The organization has leased a 9,600 square foot office located at 8001 Arista Place on the sixth floor, states the source.
"The Broomfield area supports a business environment that is rich in franchising, brand development and fast-casual and (quick-service restaurant) support infrastructure," Mrs. Fields CEO Tim Casey said in a statement, according to the news source. "Many casual/quick-service companies were launched from and are based in the area, making it an ideal environment for idea sharing."
The introduction of new business in the greater Denver area may bring more career opportunities to residents, and positively impact the local economy.
In addition to the improvements in the job market, the real estate industry is getting stronger.
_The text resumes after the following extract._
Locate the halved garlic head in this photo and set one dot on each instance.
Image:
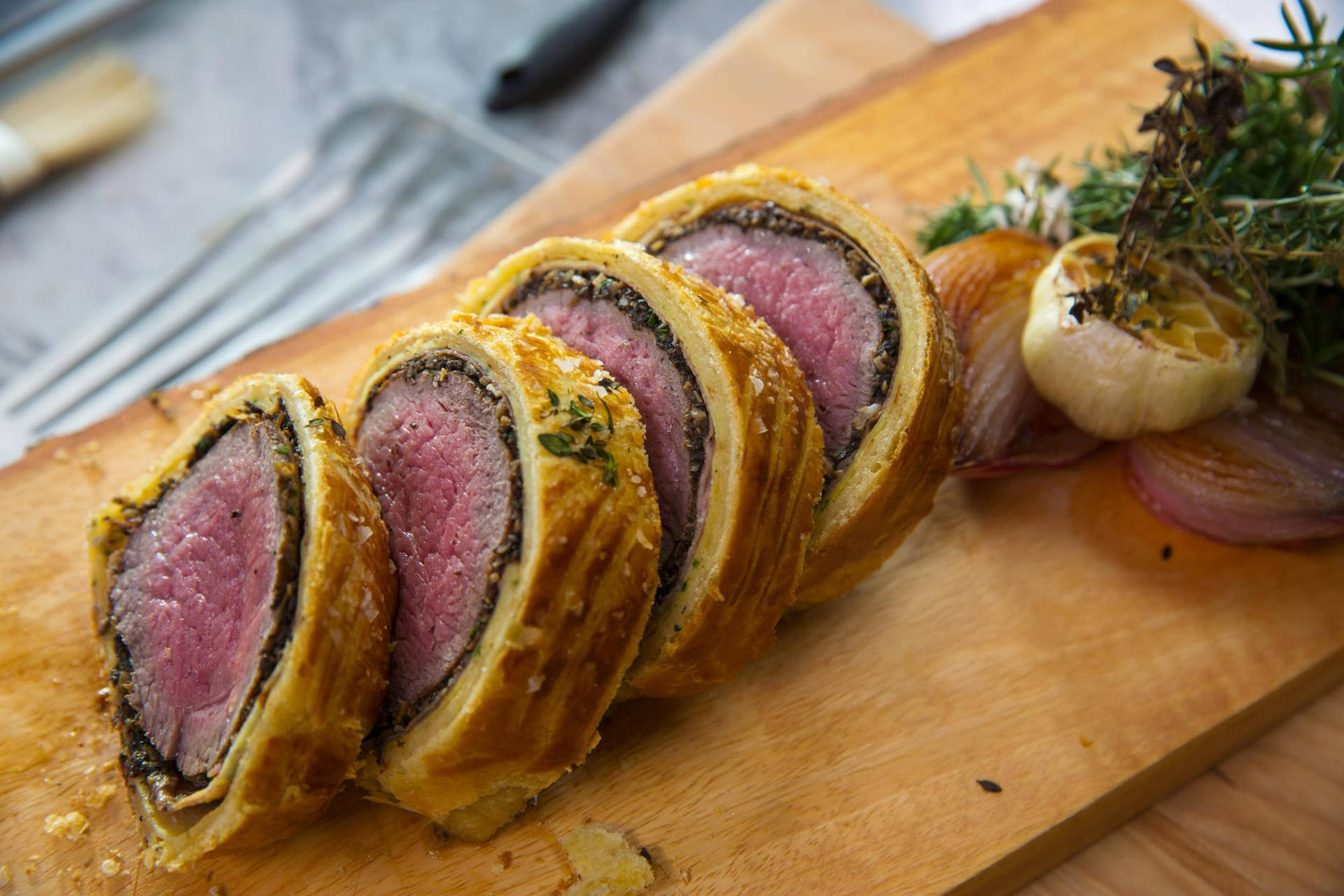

According to ALTOSResearch, the median price for a single family home in Denver was $253,950 as of June 10, 2012. This is up from approximately $250,000 on May 1, 2012. Meanwhile, the median price paid per square foot for these properties was $130.
The length of time a Denver property remains on the market before being sold is decreasing. As of June 10, 2012, the average property sold after an average of 138 days on the market.
"The resale market is running a close second as tightening inventory is quickly shifting leverage from buyers to sellers, which will help to further stabilize prices in Denver. It’s hard not to be optimistic about the future after what the industry has just come through," said John Covert, director of Metrostudy’s Colorado division, in a press release.